National Guard on alert
Facing the potential of civil unrest, Minnesota Governor Tim Walz has put the state's National Guard on alert.
Hundreds of demonstrators gathered in Minneapolis on Thursday, chanting "shame" and "murder" at armed and masked federal officers, some of whom used tear gas and pepper balls on protesters.
"I feel like we're at a turning point. I can't say it enough, but things have got to change," said Minneapolis protester Rachel Hoppei, 52.
"We don't want you," she said of federal officers. "You have no right to be here. You're destroying our communities."
Minnesota officials complained they were denied access to the scene evidence, case materials or interviews. U.S. Department of Homeland Security Secretary Kristi Noem told reporters in New York that Minnesota simply did not have jurisdiction.
Without access, the Minnesota Bureau of Criminal Apprehension said it had withdrawn from the investigation.
The ICE agent who shot Good was among 2,000 federal officers the Trump administration has deployed to the Minneapolis area in what it described as the "largest DHS operation ever." Part of Trump's nationwide crackdown on migrants, the operation was also mounted in response to a politically charged investigation into fraud allegations against some nonprofit groups in the Somali community.

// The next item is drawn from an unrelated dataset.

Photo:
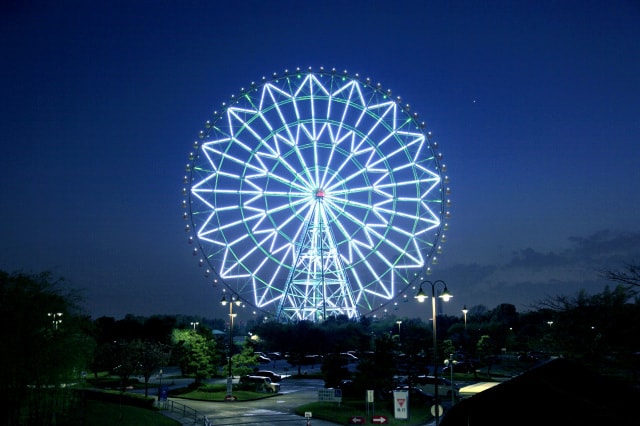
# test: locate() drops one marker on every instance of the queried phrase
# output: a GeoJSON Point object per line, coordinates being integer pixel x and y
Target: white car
{"type": "Point", "coordinates": [445, 387]}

Vice President JD Vance, during a press briefing, repeatedly called Good's actions an "attack" on law enforcement and said the agent deserved "a debt of gratitude."
Vance said the same agent had been dragged by a car last year and suffered injuries that required 33 stitches. That description matched a case from June 2025, when a migrant living in the country illegally tried to drive away while ICE agents were attempting to arrest him in Bloomington, Minnesota, dragging one officer about 100 yards (91 meters).
The officer, identified in court records as Jonathan Ross, suffered wounds to his arm and hand that took a total of 33 stitches to close, according to prosecutors. The driver was convicted last month of assaulting a federal officer.
DHS declined to identify the agent
Meanwhile, more details began to emerge about Good, who had a 15-year-old daughter and two sons aged 12 and 6, according to the Washington Post.
Michelle Gross, president of the Minnesota-based Community United Against Police Brutality and a paralegal for the National Lawyers Guild, told Reuters she knew first-hand of Good's involvement as one of hundreds of community members taking part in neighborhood "observer" patrols, and "had been doing that" when she was killed.
Gross disputed assertions by Noem that Good "had been stalking and impeding" agents' work all day.
"There was absolutely no justification for deadly force," Gross said. "People are just exercising their First Amendment right to videotape police."
What remains very much in dispute among federal and state officials is what happened in the moments leading up to the killing of Good.
Bystander videos show two masked officers approaching Good's car, which was stopped at a perpendicular angle on a Minneapolis street. As one officer ordered Good out of the car and grabbed at her door handle, the car briefly reversed and then began driving forward, turning to the right.
A third officer drew his gun and fired three times while jumping back, with the last shots aimed through the driver's window after the car's bumper appeared to have passed by his body.
It was unclear from the video whether the car came into contact with the officer, who stayed on his feet and could be seen walking after the incident. Trump said on social media that the woman "ran over the ICE Officer."